Even more difficult for Sara Pelletier to accept: her mother did not leave in serenity.

“She often told us that she was on her own. The intensive care staff were excellent. It takes a lot of equipment to enter a COVID room and there is a lack of staff of what we have seen as citizens. We were able to accompany him for the last three days. We have heard several times that they did not have as much material as we said on television. They were often afraid of running out. There were seven of us and we are very united. ”

She adds that because of the difficulties of the isolation and the complex precautionary measures for the staff, her mother could wait sometimes four hours for a glass of water, she laments.

“Myself one day I knocked on the window for a glass of water, I waited half an hour,” she recalls.

In addition, the ventilation system was so noisy that it was hardly bearable for relatives who went to the bedside.

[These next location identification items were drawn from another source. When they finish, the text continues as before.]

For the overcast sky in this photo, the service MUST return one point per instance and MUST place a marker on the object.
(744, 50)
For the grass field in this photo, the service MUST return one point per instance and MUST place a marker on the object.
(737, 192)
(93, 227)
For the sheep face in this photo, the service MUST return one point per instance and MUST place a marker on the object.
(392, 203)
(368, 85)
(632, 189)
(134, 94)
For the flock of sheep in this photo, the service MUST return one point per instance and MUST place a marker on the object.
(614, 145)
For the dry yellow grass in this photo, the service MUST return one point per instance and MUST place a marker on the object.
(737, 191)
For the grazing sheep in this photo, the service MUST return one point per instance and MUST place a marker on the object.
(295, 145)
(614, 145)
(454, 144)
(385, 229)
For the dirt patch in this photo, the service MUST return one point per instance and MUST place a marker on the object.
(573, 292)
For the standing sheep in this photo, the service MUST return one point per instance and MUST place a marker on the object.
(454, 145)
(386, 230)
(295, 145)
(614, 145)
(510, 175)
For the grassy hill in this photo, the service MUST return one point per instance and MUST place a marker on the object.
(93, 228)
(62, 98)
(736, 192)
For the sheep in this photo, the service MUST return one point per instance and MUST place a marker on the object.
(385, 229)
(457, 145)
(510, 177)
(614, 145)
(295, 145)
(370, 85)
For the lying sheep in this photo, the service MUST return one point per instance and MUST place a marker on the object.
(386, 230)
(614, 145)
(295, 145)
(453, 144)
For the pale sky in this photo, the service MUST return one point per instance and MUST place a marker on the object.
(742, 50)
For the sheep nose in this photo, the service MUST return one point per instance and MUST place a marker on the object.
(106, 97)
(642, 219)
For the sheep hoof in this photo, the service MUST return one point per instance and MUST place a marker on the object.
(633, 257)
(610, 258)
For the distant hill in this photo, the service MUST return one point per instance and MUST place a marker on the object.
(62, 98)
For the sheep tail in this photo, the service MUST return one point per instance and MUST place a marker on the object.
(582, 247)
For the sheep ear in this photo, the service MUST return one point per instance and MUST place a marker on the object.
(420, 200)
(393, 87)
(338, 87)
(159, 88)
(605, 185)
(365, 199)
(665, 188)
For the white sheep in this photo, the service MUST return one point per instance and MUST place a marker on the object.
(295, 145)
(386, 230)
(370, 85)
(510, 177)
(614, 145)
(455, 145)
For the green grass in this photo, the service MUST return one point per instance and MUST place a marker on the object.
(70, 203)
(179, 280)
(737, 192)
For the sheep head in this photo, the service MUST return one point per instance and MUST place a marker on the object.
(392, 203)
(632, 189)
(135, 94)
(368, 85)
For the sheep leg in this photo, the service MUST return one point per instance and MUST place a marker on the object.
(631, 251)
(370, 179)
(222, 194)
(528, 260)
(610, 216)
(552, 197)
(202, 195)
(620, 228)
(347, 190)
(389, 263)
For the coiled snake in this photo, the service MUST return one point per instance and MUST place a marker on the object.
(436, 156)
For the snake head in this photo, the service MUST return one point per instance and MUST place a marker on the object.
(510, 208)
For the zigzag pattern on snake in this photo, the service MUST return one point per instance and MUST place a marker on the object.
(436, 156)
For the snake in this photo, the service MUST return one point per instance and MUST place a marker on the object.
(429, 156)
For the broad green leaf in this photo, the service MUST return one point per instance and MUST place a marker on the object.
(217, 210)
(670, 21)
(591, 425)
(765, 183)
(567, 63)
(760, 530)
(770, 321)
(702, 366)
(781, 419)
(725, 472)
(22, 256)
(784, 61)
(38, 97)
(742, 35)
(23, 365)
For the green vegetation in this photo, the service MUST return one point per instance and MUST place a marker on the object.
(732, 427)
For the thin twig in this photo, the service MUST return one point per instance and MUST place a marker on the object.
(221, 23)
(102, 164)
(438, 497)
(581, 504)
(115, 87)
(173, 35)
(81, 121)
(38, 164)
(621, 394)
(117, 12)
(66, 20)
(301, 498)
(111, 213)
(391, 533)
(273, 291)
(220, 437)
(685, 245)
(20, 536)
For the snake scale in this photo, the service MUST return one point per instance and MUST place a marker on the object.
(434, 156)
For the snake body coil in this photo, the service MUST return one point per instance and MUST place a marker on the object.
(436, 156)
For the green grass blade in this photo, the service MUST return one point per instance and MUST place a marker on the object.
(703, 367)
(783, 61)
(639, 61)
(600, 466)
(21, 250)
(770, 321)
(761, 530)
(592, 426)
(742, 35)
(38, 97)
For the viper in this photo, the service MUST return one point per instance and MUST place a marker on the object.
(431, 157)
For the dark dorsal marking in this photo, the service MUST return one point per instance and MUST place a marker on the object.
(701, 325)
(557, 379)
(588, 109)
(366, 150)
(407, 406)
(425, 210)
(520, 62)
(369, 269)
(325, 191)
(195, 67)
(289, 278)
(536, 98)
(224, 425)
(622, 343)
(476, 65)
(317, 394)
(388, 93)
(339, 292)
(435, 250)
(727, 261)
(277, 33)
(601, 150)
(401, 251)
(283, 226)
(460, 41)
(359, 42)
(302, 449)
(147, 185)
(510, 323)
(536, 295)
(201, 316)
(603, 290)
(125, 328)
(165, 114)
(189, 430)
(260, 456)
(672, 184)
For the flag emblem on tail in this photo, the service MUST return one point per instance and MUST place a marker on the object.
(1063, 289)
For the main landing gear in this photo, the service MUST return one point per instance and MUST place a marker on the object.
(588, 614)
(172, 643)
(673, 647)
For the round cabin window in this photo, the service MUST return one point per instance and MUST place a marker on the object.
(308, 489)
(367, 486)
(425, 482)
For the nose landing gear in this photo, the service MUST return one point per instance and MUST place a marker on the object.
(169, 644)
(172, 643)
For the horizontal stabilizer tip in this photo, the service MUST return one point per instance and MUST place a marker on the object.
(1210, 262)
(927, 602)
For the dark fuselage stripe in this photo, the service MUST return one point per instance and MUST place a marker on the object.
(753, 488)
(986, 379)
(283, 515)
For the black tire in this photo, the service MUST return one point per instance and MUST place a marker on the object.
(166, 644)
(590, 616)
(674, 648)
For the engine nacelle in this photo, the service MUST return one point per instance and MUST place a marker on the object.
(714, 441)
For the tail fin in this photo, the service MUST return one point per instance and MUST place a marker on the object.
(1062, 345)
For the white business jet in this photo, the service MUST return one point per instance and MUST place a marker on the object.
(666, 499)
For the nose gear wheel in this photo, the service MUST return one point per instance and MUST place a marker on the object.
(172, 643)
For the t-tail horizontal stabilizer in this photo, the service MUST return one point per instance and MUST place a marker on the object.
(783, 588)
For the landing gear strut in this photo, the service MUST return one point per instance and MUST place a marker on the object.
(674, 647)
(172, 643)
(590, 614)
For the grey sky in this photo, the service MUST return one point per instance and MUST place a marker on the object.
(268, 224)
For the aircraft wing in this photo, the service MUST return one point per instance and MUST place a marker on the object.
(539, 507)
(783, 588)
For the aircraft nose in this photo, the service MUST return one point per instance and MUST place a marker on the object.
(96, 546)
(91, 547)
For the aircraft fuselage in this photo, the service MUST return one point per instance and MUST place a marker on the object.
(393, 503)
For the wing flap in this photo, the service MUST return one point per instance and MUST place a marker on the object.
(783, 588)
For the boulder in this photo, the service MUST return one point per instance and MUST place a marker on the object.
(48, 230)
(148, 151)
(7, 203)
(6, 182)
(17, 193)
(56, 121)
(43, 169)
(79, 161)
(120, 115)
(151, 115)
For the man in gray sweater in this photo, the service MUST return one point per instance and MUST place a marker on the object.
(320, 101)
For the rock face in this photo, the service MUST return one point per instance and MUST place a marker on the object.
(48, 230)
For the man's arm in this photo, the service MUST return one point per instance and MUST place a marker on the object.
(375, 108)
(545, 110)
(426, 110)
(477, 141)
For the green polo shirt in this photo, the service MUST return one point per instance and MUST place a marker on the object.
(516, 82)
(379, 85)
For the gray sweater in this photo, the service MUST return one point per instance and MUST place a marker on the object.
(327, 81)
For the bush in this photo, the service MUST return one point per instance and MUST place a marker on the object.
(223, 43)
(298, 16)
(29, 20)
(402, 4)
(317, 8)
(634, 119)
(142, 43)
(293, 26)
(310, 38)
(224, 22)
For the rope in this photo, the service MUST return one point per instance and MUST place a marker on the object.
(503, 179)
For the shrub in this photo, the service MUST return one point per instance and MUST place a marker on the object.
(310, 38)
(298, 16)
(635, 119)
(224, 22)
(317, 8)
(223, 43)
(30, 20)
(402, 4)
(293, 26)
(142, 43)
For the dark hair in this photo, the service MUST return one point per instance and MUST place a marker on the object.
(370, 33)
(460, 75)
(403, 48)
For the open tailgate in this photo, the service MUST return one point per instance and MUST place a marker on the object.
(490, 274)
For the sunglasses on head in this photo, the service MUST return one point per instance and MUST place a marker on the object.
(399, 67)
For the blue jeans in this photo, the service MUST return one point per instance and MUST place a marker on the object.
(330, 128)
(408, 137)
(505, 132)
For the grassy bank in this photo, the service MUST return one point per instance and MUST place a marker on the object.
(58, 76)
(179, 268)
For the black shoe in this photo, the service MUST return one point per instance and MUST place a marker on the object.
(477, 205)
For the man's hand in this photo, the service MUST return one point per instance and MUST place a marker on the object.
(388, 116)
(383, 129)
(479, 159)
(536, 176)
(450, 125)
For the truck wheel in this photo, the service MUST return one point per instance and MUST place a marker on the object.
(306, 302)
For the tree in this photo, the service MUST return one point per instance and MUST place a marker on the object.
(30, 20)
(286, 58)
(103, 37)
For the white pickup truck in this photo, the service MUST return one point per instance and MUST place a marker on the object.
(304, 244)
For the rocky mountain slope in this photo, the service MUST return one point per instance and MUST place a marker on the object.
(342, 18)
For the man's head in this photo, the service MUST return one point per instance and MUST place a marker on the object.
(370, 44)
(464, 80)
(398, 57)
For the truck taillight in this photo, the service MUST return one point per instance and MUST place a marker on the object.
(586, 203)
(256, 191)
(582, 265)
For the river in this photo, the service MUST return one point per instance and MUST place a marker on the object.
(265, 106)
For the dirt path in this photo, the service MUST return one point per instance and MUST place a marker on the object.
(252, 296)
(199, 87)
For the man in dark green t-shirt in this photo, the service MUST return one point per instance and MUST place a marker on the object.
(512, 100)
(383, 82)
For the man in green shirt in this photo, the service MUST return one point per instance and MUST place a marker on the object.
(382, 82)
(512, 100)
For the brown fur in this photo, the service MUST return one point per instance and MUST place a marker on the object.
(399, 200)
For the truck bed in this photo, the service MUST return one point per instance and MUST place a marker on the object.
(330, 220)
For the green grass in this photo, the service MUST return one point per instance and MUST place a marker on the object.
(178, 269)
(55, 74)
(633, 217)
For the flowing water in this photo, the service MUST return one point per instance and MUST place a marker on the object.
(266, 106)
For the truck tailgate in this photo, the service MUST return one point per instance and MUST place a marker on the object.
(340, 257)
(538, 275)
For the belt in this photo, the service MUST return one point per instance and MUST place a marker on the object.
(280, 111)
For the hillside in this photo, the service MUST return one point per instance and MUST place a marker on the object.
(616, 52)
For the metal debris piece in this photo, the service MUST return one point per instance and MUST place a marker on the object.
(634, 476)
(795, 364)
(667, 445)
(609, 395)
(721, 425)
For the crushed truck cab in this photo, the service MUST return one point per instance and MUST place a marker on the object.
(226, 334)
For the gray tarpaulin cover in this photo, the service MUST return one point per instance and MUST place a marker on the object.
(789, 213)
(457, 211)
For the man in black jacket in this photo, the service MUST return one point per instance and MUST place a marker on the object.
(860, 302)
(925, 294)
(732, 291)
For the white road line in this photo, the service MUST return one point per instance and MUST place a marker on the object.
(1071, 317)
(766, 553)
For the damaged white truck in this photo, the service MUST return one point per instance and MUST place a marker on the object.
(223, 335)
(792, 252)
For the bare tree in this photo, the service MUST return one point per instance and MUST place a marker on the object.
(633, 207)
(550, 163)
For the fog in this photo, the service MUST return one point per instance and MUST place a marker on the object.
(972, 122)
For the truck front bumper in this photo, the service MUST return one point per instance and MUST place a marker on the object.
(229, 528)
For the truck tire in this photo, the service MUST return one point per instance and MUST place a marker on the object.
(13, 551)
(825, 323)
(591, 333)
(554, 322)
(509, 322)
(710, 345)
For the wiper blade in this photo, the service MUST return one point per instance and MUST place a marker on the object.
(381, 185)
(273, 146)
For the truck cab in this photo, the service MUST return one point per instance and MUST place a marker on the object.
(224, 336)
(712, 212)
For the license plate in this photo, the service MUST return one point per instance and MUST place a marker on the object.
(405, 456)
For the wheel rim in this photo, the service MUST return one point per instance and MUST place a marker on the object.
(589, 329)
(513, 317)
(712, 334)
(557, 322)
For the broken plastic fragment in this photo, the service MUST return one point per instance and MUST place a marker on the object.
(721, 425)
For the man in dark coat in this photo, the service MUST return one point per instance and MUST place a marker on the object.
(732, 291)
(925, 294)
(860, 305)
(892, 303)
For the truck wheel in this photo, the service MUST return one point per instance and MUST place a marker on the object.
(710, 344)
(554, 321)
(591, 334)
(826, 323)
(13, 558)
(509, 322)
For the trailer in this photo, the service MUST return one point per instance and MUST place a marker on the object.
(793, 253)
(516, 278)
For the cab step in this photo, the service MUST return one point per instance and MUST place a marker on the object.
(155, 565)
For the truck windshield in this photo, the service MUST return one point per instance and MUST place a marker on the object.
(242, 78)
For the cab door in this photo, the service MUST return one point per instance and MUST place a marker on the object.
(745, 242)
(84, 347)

“We took turns every two hours, and after two hours we came out of there with such extreme liberation that the noise was hellish. It was impossible to stay there longer than two hours! It was like the fan of a factory. I’m sure factory workers who were unionized would have to wear ear muffs to stay in there. My mother was in there for 33 days with an infernal noise that never stopped, ”explains Ms. Pelletier.

Conscious, but ill, Louise Giguère was alone without a television and had to spend most of her time “looking at the clock”. She also took selfies that she sent to her relatives,

Very badly affected morally, she even called 911 to be taken out of there shortly before her death.

“My mother would have preferred to die than to stay there. That evening she wanted to go out. It’s to show how much she was in distress, ”she concludes.

Louis Giguère died of the disease on October 25.